Keine Jagdsteuer-Senkung

Im Blick: Schon seit einigen Monaten räumt die Kreisjägerschaft das Fallwild nach Wildunfällen nicht mehr von den Straßen. Das ist ein Protest der Jäger gegen die Jagdsteuer.

Uelzen/Landkreis - Von Bernd Schossadowski. Die Jagdsteuer im Kreis Uelzen wird möglicherweise wieder zum Zankapfel zwischen Politik und Verwaltung auf der einen Seite und der Jägerschaft auf der anderen. Der Kreisausschuss hat nämlich jetzt beschlossen, die noch vor wenigen Wochen angekündigte Kürzung der Jagdsteuer um drei Prozentpunkte – das entspricht rund 25 000 Euro pro Jahr – wieder auf Eis zu legen. Doch als Missachtung der Kreisjägerschaft will der Ausschuss das nicht verstehen. Vielmehr hat der finanzielle Druck seitens des Landes die Uelzener Kreispolitik zur Umkehr bewogen.

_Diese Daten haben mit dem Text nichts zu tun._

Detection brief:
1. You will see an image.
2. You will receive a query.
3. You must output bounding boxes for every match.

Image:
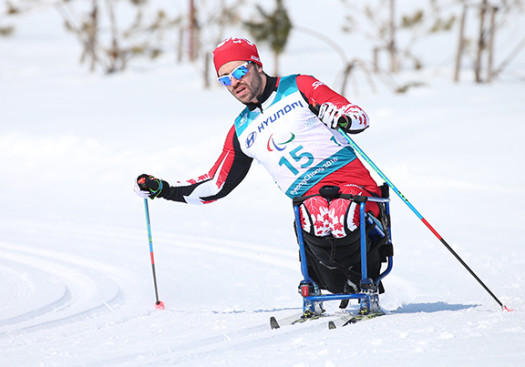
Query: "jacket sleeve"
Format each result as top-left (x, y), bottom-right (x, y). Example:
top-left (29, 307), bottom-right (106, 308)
top-left (164, 126), bottom-right (252, 204)
top-left (296, 75), bottom-right (370, 134)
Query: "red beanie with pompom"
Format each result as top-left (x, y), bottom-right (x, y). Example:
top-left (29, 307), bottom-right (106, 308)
top-left (213, 37), bottom-right (262, 74)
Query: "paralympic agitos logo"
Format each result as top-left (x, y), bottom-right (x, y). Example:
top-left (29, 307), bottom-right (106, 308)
top-left (266, 133), bottom-right (295, 152)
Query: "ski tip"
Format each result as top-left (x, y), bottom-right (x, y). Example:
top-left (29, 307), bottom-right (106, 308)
top-left (270, 316), bottom-right (281, 329)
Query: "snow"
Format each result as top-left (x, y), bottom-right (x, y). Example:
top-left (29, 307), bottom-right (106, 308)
top-left (0, 2), bottom-right (525, 367)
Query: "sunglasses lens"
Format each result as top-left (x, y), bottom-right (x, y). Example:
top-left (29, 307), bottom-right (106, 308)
top-left (232, 65), bottom-right (248, 80)
top-left (219, 75), bottom-right (232, 87)
top-left (217, 63), bottom-right (248, 87)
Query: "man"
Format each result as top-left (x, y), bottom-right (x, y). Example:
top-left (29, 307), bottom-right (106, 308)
top-left (136, 38), bottom-right (380, 308)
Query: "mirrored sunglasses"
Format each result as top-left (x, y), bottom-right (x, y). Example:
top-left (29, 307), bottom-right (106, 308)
top-left (217, 61), bottom-right (251, 87)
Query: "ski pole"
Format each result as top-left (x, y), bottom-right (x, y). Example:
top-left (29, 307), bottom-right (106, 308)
top-left (337, 127), bottom-right (512, 311)
top-left (144, 198), bottom-right (164, 310)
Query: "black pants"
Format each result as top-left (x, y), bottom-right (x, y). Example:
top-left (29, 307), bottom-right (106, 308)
top-left (301, 228), bottom-right (384, 293)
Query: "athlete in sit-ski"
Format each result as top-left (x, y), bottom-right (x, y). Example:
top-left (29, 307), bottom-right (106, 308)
top-left (135, 38), bottom-right (380, 296)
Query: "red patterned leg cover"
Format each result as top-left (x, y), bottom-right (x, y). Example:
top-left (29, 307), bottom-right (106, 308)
top-left (299, 196), bottom-right (330, 237)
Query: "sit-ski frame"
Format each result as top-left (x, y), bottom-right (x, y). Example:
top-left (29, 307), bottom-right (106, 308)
top-left (294, 195), bottom-right (393, 313)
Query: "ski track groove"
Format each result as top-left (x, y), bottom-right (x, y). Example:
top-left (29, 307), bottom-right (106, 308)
top-left (0, 243), bottom-right (124, 337)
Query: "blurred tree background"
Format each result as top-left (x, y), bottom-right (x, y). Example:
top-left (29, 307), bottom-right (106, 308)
top-left (0, 0), bottom-right (525, 93)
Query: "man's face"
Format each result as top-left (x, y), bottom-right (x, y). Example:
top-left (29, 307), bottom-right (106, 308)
top-left (218, 60), bottom-right (265, 104)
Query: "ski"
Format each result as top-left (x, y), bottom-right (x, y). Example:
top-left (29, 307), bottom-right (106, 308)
top-left (328, 311), bottom-right (385, 330)
top-left (270, 312), bottom-right (328, 329)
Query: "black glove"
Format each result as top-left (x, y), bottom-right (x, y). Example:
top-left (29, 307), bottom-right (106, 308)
top-left (309, 102), bottom-right (352, 132)
top-left (135, 173), bottom-right (170, 199)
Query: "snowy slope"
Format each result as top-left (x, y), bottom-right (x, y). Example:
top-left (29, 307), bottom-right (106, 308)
top-left (0, 2), bottom-right (525, 366)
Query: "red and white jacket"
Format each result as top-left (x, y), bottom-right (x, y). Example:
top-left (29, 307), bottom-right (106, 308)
top-left (162, 75), bottom-right (380, 204)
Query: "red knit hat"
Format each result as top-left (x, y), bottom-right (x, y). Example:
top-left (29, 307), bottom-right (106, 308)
top-left (213, 37), bottom-right (262, 74)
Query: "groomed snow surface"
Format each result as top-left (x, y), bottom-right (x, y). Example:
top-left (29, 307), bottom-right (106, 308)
top-left (0, 3), bottom-right (525, 367)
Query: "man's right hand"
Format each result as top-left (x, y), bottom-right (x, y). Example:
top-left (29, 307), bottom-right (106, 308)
top-left (134, 173), bottom-right (170, 199)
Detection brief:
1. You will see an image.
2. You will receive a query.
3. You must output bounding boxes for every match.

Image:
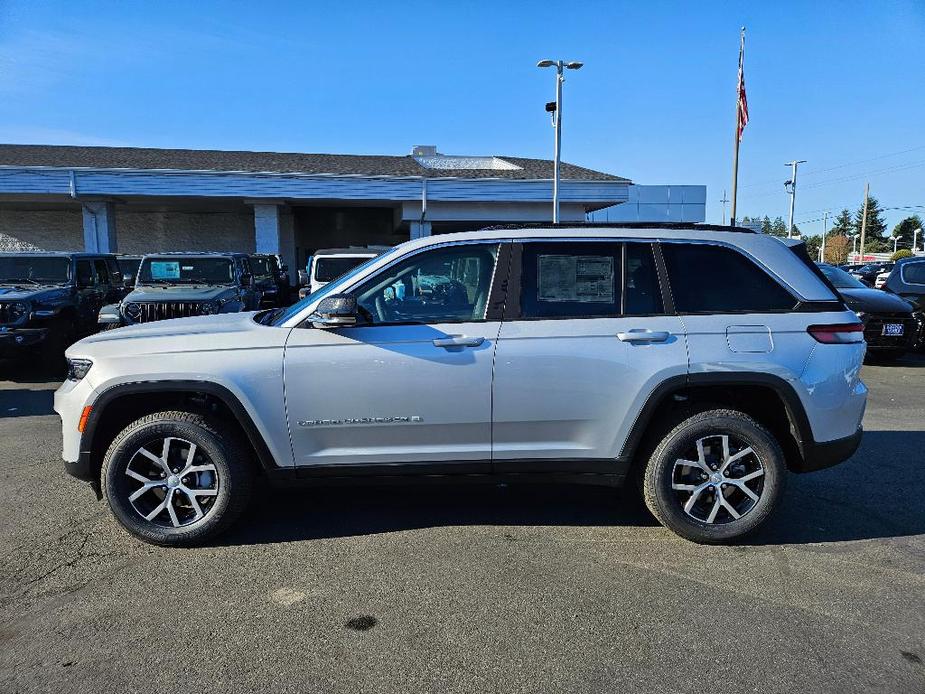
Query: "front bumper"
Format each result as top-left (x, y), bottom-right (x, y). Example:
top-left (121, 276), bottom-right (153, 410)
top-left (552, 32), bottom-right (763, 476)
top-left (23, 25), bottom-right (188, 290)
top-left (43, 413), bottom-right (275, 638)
top-left (0, 328), bottom-right (48, 356)
top-left (794, 427), bottom-right (864, 472)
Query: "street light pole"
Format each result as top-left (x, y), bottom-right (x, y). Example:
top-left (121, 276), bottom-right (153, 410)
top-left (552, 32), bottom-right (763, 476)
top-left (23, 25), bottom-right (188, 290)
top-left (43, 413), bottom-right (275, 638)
top-left (784, 159), bottom-right (806, 239)
top-left (536, 60), bottom-right (584, 224)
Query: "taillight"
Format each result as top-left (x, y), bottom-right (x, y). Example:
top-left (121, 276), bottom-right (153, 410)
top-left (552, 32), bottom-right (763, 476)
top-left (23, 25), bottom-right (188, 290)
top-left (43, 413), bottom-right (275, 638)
top-left (806, 323), bottom-right (864, 345)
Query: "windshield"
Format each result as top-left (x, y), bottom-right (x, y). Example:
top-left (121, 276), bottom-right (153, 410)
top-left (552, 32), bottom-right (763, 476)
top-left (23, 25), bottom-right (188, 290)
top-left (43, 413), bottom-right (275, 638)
top-left (138, 256), bottom-right (234, 284)
top-left (0, 255), bottom-right (71, 284)
top-left (266, 246), bottom-right (401, 325)
top-left (314, 256), bottom-right (369, 282)
top-left (251, 256), bottom-right (273, 277)
top-left (116, 258), bottom-right (141, 277)
top-left (819, 265), bottom-right (867, 289)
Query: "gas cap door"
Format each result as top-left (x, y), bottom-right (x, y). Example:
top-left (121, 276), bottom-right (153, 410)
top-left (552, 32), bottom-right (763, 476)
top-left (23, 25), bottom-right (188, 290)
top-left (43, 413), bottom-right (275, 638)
top-left (726, 325), bottom-right (774, 354)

Das niedersächsische Innenministerium sehe eine Kürzung der Jagdsteuer angesichts der prekären Haushaltslage des Kreises „sehr kritisch“, erklärt Landrat Theodor Elster. Jeder Betrag, den man der Uelzener Jägerschaft erlasse, werde das Land dem Kreis bei künftigen Bedarfszuweisungen wieder abziehen. Das hat das Ministerium dem Landrat unmissverständlich mitgeteilt. Auch für den Fall, dass das Land 75 Prozent der Kassenkredite des Kreises Uelzen übernehmen sollte, wenn dieser mit anderen Partnern fusioniert, seien finanzielle Abzüge möglich, befürchtet Elster. „Der Kreisausschuss sieht angesichts der Konsequenzen, die uns drohen, leider nicht die Möglichkeit, jetzt die empfohlene Senkung der Jagdsteuer durchzuziehen“, erklärt der Landrat. Er hat die Mitteilung des Ministeriums „mit Bedauern entgegengenommen“. Auch Gernot Magyar, Vorsitzender der Kreisjägerschaft Uelzen, ist über diese Entwicklung enttäuscht. „Wir wollten nicht die ganze Jagdsteuer erlassen haben. Die dreiprozentige Kürzung wäre nicht so ein großer Betrag gewesen“, sagt er gegenüber der AZ.

Trotzdem kann Magyar nachvollziehen, dass der Landkreis in dieser Angelegenheit in einer Zwickmühle steckt. Vorerst will er sich zum Thema Jagdsteuer aber nicht äußern. „Wir haben am 8. Juni eine erweiterte Vorstandssitzung mit den Hegeringleitern. Bis dahin will ich mich noch bedeckt halten“, sagt er gegenüber der AZ.

Wie sich die Jäger positionieren werden, sei ungewiss. „Manche wollen gegenüber dem Landkreis eine harte Linie verfolgen, andere fragen sich, warum sie für die Revierinhaber überhaupt kämpfen sollen“, hat Magyar bei Gesprächen mit mehreren Hegeringleiter erfahren.

Auf jeden Fall könnte die aktuelle Weigerung der Jägerschaft, das bei Unfällen getötete Wild von den Straßen im Kreisgebiet zu entsorgen, bis auf Weiteres aufrecht erhalten bleiben.